The trickiest part of my feelings isn’t even impostor syndrome–it’s the down that comes with it. I ought to be having fun; I am supposed to be having fun, but I’m not. This is something I don’t know what to do with: I have no clear conclusion to tie my thoughts together with. In truth, there is none. All there really is is to work through these moments, to feel them and let them wash over me and pass. I may hide in my personal spaces–the physical and non. Afterwards, I will have fun again. I will talk and I will laugh and I will dance.

Fault

When I lived on Forbes Ave, we used to watch people on Saturday and Sunday mornings walk down our tiny part of Oakland between CMU and Pitt. Our toll was mockery. We would add commentary to their walk of shame, sometimes rating them, and on one occasion holding up Olympic style numbers.

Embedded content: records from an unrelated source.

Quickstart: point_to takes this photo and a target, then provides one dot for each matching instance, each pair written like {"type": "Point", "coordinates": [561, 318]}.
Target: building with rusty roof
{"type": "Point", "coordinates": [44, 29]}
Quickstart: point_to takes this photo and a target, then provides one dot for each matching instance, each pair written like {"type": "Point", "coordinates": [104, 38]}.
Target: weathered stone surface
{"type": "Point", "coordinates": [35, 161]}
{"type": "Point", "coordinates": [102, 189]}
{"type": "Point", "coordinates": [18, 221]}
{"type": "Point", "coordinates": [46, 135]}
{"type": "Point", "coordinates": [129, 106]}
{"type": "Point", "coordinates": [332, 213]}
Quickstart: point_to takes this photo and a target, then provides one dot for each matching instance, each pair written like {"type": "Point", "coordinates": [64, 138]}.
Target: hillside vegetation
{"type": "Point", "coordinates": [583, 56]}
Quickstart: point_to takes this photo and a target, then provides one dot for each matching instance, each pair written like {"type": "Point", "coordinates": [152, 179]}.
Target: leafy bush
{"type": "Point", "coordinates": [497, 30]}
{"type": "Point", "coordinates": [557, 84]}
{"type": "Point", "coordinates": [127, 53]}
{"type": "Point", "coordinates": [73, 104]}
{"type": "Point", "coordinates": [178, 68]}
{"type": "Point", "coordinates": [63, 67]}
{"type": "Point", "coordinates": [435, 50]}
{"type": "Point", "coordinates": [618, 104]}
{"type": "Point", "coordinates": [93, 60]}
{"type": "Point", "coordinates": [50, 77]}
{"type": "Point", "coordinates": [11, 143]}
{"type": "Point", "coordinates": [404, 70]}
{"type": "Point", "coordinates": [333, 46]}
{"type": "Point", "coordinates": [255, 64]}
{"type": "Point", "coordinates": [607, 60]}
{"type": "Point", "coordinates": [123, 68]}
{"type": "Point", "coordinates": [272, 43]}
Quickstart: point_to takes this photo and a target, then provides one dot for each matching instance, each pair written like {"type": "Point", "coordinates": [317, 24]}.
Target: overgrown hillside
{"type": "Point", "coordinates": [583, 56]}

We were not entirely nice people.

My walks of shame–all after my year of judgement–have been a mix of shame, pride, and nausea. In recent years, these frequently occur between the hours of four and six in the morning where shame, pride, and nausea are replaced with a solid sense of “still drunk.” These also include bikes, which makes the whole thing seem less bad somehow.

In general, biking makes a walk of shame seem less bad. Sure, I feel like I’ve just been run through a washing machine (tossed, spun, filled with liquid only to be left damp rumpled as it was squeezed out of me), but this suffering is limited because I only have to feel that way for as long as it takes to bike from Point Party to home.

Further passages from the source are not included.